After that, I pdf the music ( for a free creator) and then make a cd of the audio for the kids, and post the pdf's and audio as wma. At this point, kids no longer have excuses - they know what it sounds like and clear, readable music.

I hope this helps. If you have further questions, fire away. I'm sure there are 50 other newbies that haven't posted the same questions, so if you have them, surely others want to or will want to know the same things.

Thanks Drumcat for all your advice!

It sounds like VDL2 and Sibelius 3, with either Cubase SX or Sonar 4 as my multitrack recording software is the way to go.

Do you have any experience with Cubase? I noticed that you mentioned Sonar in your earlier post. From what I've been able to gather in research, Cubase will do a few more things, but also has a steeper learning curve.
Yes, exactly. I'd suggest you look at what your needs are - Sonar vs Cubase. Buy the cheaper if both do all you need. I'm not a fan of Cubase because I had a lot of problems with Nuendo crashing on me. I got tired of it. When Sonar4 came out with the same synth freezing process, that made my decision.

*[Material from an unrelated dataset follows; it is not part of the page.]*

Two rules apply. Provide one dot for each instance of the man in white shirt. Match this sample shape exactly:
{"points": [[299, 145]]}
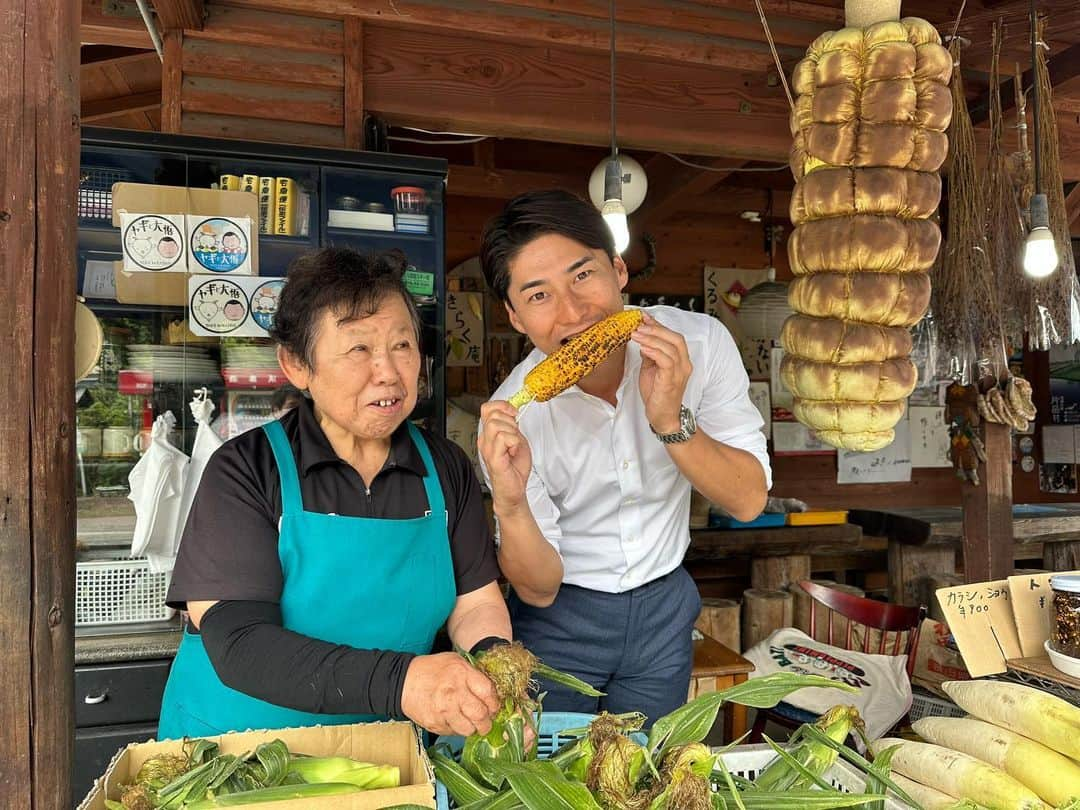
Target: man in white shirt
{"points": [[591, 489]]}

Try out the demos. It may also come down to feel. The ";steeper curve"; in Cubase is the case if you don't have any background, but it's not terribly hard. I will say that Sonar is generally simpler and has nearly all the same functions. Cubase has a few minor advantages, like mac compatibility. Sonar has a few other advantages - working with video, etc. In the end, you probably won't care about any of the differnces.

There are deals to be had, as well. Try to pay below list - it shouldn't be hard. But don't pay full price for Sonar - you will find that buying an old one and upgrading is often cheaper. Academic versions are good, too, but be careful on the audio stuff what they leave out of those. It makes Sibelius half price on academic, and it's the same cd and box.



I am rather new to Virtual Drumline. I have never used the first one so I am still trying to figure it out.. I am having a problem hearing playback.. I am using the oxygen 8 keyboard and Sibelius. I can enter notes correctly and hear them being added but when I go for playback I cannot hear anything? I am sure there is something completely obvious that I am missing. Can anyone help me out?

Randy Metz
Can you put this in a new discussion?